Inverse Filtering of Pathologic Voice
- Status
- Finished
- Type
- Bachelor Project
- Announcement date
- 15 Jul 2013
- Student
- Paul Berghold
- Mentors
- Philipp Aichinger
- Martin Hagmüller
- Research Areas
Short description
The clinical examination of voice disorders demands for measuring oscillation patterns of the vocal folds. Laryngeal High-Speed Videos (LHSVs) provide the most accurate approach for observing these patterns, but suffer from being invasive: An endoscope is inserted into the mouth of a patient, way back to the pharynx, which makes the examination displeasing. As a consequence, an acoustic method that provides data similar to LHSVs would be desirable. Inverse filtering [1] seems to be a promising approach here. However, the estimation of valid voice source parameters from an acoustic signal is often crucial because models of pathologic voice production are poorly validated on empiric data. State-of-the-art model driven approaches struggle with that fact.

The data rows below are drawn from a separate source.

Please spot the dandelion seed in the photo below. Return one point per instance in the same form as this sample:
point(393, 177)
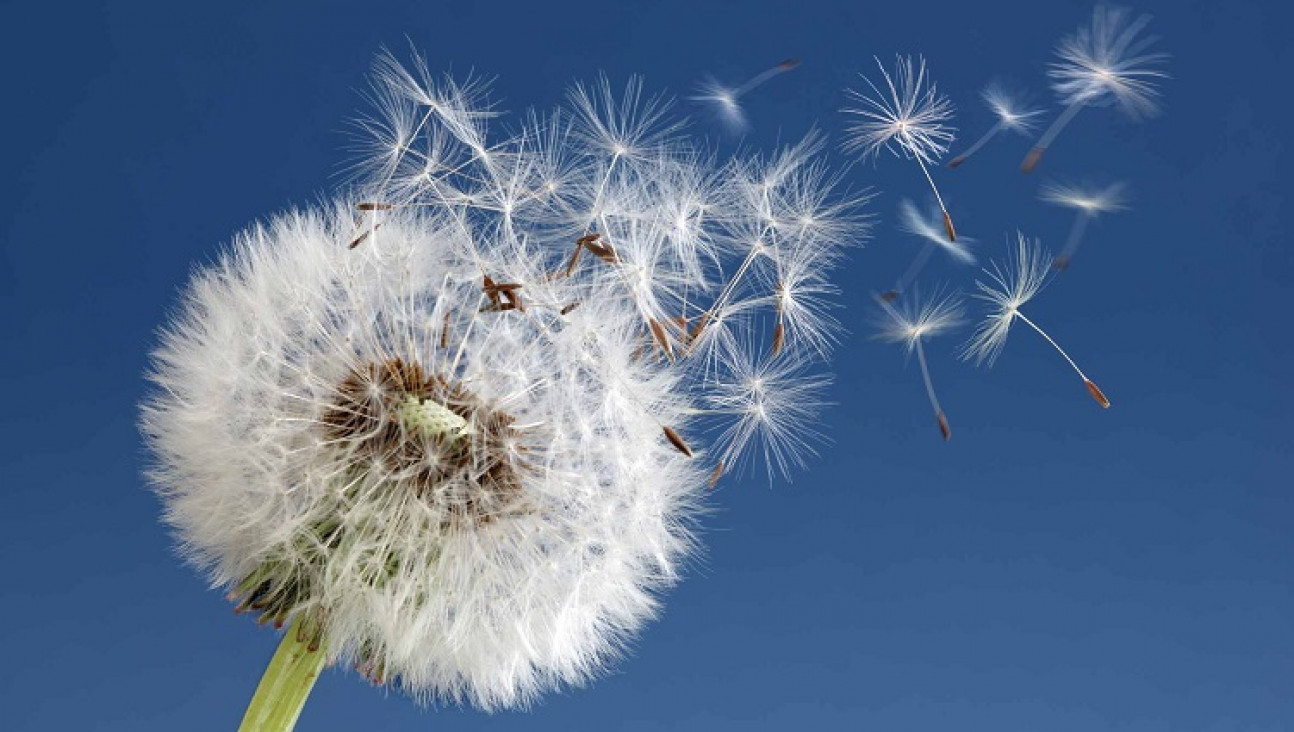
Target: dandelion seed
point(925, 226)
point(1090, 203)
point(1013, 285)
point(1103, 64)
point(1012, 115)
point(726, 102)
point(916, 322)
point(909, 118)
point(483, 517)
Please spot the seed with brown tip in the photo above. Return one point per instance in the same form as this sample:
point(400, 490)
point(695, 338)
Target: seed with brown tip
point(716, 475)
point(364, 236)
point(677, 441)
point(1097, 393)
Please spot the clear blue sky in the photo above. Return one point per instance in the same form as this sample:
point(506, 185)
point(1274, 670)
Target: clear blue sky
point(1053, 568)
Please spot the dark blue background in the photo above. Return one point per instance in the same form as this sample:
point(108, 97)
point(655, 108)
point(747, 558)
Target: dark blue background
point(1055, 567)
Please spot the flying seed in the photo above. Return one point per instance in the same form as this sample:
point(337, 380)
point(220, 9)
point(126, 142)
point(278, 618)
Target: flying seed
point(1097, 393)
point(364, 236)
point(716, 475)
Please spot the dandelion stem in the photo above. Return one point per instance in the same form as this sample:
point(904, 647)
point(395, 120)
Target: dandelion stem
point(929, 389)
point(286, 683)
point(1091, 386)
point(1046, 140)
point(947, 220)
point(978, 144)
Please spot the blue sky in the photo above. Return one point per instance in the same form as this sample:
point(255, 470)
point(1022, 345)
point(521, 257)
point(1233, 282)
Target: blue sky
point(1055, 567)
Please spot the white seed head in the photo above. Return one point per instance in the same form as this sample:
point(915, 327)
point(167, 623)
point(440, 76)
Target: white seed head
point(1009, 287)
point(907, 117)
point(453, 435)
point(1107, 64)
point(1087, 198)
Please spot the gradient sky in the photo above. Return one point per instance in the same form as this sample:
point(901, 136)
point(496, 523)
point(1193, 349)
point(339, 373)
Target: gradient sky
point(1053, 568)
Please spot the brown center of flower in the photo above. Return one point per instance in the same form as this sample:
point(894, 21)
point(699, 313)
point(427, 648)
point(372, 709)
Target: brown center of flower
point(431, 435)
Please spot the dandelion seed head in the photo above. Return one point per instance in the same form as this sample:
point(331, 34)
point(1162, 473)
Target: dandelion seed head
point(916, 317)
point(1009, 107)
point(1105, 62)
point(905, 115)
point(443, 427)
point(1088, 199)
point(1009, 286)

Aim of the thesis is to investigate inverse filtering methods and validate estimated voice source parameters with LHSVs.
Your tasks
- Review of literature
- Evaluating existing inverse filtering procedures
- Train methods to fit LHSV data
- Documentation
Your profile/prerequisites
- Interest in speech production
- Speech Communication 1/(2)
- MATLAB
References
[1] P. Alku, “Glottal inverse filtering analysis of human voice production — A review of estimation and parameterization methods of the glottal excitation and their applications,” vol. 36, no. October, pp. 623–650, 2011.